If you find yourself stacking parenthetical’s, you’re probably trying to control the performance too tightly.
Instead of telling an actor how to say something, ask yourself if the line itself is doing enough work. When a parenthetical is necessary, it should clarify intention, not dictate delivery.
If the emotion is obvious, cut it. Trust that the actor will bring their performance from an authentic place.
Let your actor discover the way they will perform the line.
Widow and Orphan Words: Formatting Matters
Widow and orphan words usually show up unintentionally, single words stranded at the top or bottom of a page due to formatting.

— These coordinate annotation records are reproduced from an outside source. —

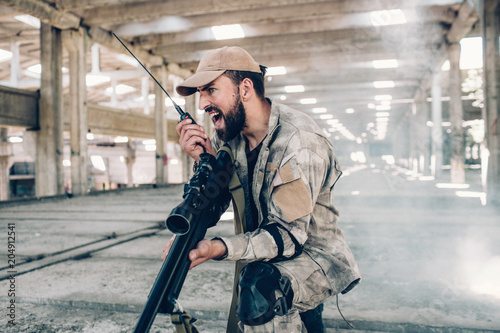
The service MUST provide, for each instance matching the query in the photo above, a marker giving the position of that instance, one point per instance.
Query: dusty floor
(430, 260)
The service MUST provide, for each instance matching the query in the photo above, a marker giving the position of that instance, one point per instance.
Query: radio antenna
(183, 114)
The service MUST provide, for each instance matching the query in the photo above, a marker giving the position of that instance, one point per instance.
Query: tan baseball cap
(214, 64)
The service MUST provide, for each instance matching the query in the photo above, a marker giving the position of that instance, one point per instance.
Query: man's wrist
(221, 248)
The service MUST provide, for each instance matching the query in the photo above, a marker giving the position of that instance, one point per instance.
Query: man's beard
(234, 121)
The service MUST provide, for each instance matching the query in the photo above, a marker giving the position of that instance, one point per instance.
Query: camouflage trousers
(310, 287)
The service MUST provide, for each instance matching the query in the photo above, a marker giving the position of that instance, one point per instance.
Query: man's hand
(205, 250)
(192, 139)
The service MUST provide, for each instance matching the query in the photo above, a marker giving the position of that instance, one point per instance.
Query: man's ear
(246, 89)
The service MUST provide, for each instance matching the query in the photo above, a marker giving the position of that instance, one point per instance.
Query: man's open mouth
(216, 117)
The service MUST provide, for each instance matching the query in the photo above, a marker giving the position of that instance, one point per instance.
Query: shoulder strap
(238, 196)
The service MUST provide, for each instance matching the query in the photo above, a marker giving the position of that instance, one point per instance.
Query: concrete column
(424, 142)
(5, 163)
(130, 160)
(113, 97)
(145, 93)
(96, 58)
(437, 131)
(49, 155)
(413, 140)
(76, 44)
(456, 117)
(161, 128)
(490, 12)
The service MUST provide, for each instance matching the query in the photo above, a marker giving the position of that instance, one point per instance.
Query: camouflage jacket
(293, 189)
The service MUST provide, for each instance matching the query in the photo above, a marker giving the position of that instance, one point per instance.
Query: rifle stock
(197, 210)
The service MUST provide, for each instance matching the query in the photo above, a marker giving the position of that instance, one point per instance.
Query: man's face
(221, 99)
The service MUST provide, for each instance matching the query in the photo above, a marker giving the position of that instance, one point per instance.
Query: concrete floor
(430, 259)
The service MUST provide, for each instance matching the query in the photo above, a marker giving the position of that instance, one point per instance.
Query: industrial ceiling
(355, 66)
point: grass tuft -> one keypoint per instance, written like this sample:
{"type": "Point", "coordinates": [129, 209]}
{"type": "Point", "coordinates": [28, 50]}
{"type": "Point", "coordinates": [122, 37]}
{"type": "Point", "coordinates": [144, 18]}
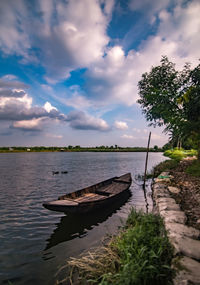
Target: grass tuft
{"type": "Point", "coordinates": [141, 254]}
{"type": "Point", "coordinates": [179, 154]}
{"type": "Point", "coordinates": [194, 168]}
{"type": "Point", "coordinates": [166, 165]}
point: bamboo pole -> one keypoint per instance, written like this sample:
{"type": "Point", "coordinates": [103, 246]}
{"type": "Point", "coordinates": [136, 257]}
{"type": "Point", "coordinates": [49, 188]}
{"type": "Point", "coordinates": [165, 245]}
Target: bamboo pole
{"type": "Point", "coordinates": [146, 162]}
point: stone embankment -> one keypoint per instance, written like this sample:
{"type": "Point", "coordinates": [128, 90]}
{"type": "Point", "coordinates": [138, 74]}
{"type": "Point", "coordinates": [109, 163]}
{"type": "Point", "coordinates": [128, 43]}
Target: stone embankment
{"type": "Point", "coordinates": [184, 239]}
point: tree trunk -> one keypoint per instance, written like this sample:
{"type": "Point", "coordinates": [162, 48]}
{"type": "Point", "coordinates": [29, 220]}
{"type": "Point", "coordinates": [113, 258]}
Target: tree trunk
{"type": "Point", "coordinates": [198, 151]}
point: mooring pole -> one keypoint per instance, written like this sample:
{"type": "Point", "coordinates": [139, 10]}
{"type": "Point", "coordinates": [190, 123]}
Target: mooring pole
{"type": "Point", "coordinates": [146, 162]}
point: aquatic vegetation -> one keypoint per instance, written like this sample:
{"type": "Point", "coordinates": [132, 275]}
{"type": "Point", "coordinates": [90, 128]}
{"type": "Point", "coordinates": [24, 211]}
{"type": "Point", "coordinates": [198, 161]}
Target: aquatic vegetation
{"type": "Point", "coordinates": [140, 254]}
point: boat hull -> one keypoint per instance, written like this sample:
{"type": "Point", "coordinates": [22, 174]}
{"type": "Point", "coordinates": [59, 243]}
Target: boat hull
{"type": "Point", "coordinates": [104, 198]}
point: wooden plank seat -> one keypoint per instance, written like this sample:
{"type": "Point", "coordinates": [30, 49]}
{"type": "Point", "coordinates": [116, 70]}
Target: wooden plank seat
{"type": "Point", "coordinates": [64, 202]}
{"type": "Point", "coordinates": [108, 190]}
{"type": "Point", "coordinates": [89, 197]}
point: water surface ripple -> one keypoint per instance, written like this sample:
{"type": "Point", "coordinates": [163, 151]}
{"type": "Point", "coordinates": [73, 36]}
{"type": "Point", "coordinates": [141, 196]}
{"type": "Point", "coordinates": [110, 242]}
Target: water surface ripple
{"type": "Point", "coordinates": [35, 242]}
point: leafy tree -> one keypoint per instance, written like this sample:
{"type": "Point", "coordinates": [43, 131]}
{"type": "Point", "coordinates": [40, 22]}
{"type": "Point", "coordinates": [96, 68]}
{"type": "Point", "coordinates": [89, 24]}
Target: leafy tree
{"type": "Point", "coordinates": [172, 99]}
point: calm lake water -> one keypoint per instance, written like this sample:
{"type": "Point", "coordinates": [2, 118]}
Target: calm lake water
{"type": "Point", "coordinates": [35, 242]}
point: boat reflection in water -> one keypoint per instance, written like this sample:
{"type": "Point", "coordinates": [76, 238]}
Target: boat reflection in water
{"type": "Point", "coordinates": [73, 226]}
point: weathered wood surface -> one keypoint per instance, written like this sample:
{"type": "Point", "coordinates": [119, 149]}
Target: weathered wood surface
{"type": "Point", "coordinates": [93, 196]}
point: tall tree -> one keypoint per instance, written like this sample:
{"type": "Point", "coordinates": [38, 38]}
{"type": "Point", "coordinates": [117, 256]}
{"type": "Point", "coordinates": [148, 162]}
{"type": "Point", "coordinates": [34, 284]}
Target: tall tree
{"type": "Point", "coordinates": [172, 98]}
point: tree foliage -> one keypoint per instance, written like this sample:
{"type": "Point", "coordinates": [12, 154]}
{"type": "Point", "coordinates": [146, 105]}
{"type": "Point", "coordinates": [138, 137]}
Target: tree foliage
{"type": "Point", "coordinates": [172, 98]}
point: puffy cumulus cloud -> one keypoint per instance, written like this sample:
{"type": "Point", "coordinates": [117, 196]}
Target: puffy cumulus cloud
{"type": "Point", "coordinates": [77, 101]}
{"type": "Point", "coordinates": [29, 125]}
{"type": "Point", "coordinates": [48, 107]}
{"type": "Point", "coordinates": [114, 78]}
{"type": "Point", "coordinates": [121, 125]}
{"type": "Point", "coordinates": [11, 93]}
{"type": "Point", "coordinates": [129, 137]}
{"type": "Point", "coordinates": [150, 8]}
{"type": "Point", "coordinates": [16, 105]}
{"type": "Point", "coordinates": [8, 82]}
{"type": "Point", "coordinates": [82, 121]}
{"type": "Point", "coordinates": [62, 35]}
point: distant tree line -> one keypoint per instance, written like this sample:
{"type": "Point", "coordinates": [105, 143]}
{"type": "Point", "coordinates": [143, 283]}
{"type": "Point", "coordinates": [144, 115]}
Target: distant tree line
{"type": "Point", "coordinates": [78, 148]}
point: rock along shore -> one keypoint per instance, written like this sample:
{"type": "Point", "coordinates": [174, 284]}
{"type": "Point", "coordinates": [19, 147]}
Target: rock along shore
{"type": "Point", "coordinates": [184, 239]}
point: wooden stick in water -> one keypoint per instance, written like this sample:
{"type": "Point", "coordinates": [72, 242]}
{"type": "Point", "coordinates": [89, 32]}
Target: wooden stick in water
{"type": "Point", "coordinates": [146, 162]}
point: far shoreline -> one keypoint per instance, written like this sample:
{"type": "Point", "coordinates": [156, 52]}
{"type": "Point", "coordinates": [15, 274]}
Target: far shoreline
{"type": "Point", "coordinates": [57, 149]}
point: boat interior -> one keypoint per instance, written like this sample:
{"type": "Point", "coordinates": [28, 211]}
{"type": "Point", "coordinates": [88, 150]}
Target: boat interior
{"type": "Point", "coordinates": [99, 191]}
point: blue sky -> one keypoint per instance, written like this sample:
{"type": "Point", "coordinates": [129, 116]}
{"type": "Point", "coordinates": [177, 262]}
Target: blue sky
{"type": "Point", "coordinates": [69, 69]}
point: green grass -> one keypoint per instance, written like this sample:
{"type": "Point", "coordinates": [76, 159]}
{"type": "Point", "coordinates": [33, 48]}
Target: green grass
{"type": "Point", "coordinates": [194, 168]}
{"type": "Point", "coordinates": [140, 255]}
{"type": "Point", "coordinates": [179, 154]}
{"type": "Point", "coordinates": [166, 165]}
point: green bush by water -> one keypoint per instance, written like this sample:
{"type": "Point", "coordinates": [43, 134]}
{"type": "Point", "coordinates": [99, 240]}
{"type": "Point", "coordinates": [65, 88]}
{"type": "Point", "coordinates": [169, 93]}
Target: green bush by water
{"type": "Point", "coordinates": [179, 154]}
{"type": "Point", "coordinates": [194, 168]}
{"type": "Point", "coordinates": [140, 255]}
{"type": "Point", "coordinates": [145, 253]}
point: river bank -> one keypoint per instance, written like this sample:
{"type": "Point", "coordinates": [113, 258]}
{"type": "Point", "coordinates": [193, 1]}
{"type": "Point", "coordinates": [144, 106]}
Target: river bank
{"type": "Point", "coordinates": [178, 197]}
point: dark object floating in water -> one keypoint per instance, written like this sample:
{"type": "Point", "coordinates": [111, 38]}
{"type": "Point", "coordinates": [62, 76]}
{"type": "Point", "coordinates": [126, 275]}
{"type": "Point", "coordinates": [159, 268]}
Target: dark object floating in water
{"type": "Point", "coordinates": [93, 197]}
{"type": "Point", "coordinates": [72, 226]}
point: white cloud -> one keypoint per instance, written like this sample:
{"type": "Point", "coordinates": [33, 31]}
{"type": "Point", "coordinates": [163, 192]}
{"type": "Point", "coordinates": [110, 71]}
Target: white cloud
{"type": "Point", "coordinates": [54, 136]}
{"type": "Point", "coordinates": [136, 130]}
{"type": "Point", "coordinates": [114, 78]}
{"type": "Point", "coordinates": [77, 101]}
{"type": "Point", "coordinates": [129, 137]}
{"type": "Point", "coordinates": [82, 121]}
{"type": "Point", "coordinates": [121, 125]}
{"type": "Point", "coordinates": [76, 38]}
{"type": "Point", "coordinates": [29, 125]}
{"type": "Point", "coordinates": [48, 107]}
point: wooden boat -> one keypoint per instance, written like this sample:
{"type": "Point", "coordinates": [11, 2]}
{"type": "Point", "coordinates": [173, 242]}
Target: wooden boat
{"type": "Point", "coordinates": [93, 197]}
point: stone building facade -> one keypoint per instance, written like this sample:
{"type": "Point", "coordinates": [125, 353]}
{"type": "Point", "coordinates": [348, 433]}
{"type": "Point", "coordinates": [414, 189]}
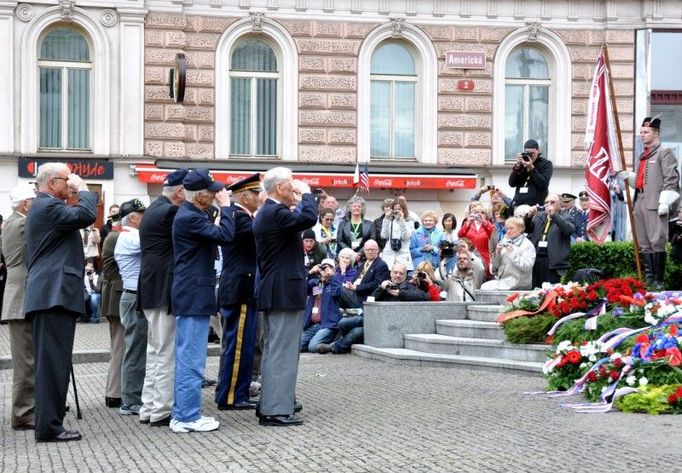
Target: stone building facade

While they might seem harmless, they interrupt the visual flow of the script and can pull a reader out of the experience. In professional reads, they often come across as sloppy rather than stylistic.
I’ll be honest. I just learned about this. I have been writing for 15+ years and never thought about this. I am currently developing a feature, and in final revisions for the script, and just did a pass removing orphan words. Not only did it force me to tighten up action lines, it cut 3 PAGES out of the script.
This doesn’t mean you can never isolate a word. It means you should only do it on purpose.
If a single word is standing alone, ask yourself:
Is this intentional emphasis?
Or did the formatting do this accidentally?
If it’s accidental, fix it. Tighter writing is confident writing.
Orphan words tend to happen in your first draft.
Show, Don’t Tell (The Hardest Rule to Follow)
This is the rule everyone knows and still struggles with.
“Show, don’t tell” doesn’t mean avoiding dialogue. It means avoiding explanation. If a character has to explain how they feel, chances are the scene hasn’t earned it yet.
My first garbage draft a lot of my dialogue is exposition heavy. When I begin the rewrite the process, I go through it scene by scene, examining each line. I challenge myself, to discover ways to say the line, or inform the audience without actually saying it.
Look for moments where behavior can replace dialogue:
A choice instead of a confession
An action instead of a monologue
A reaction instead of an explanation
Subtext is where story lives. If everything is said out loud, there’s nothing for the audience to discover.
Final Thought
Great screenwriting isn’t about showing off how well you write. It’s about disappearing behind the story.
The best scripts feel effortless to read, not because they were easy to write, but because every choice was intentional.
When in doubt, simplify. When tempted to explain, cut. And when the page gets noisy, remember: the goal is momentum, not perfection.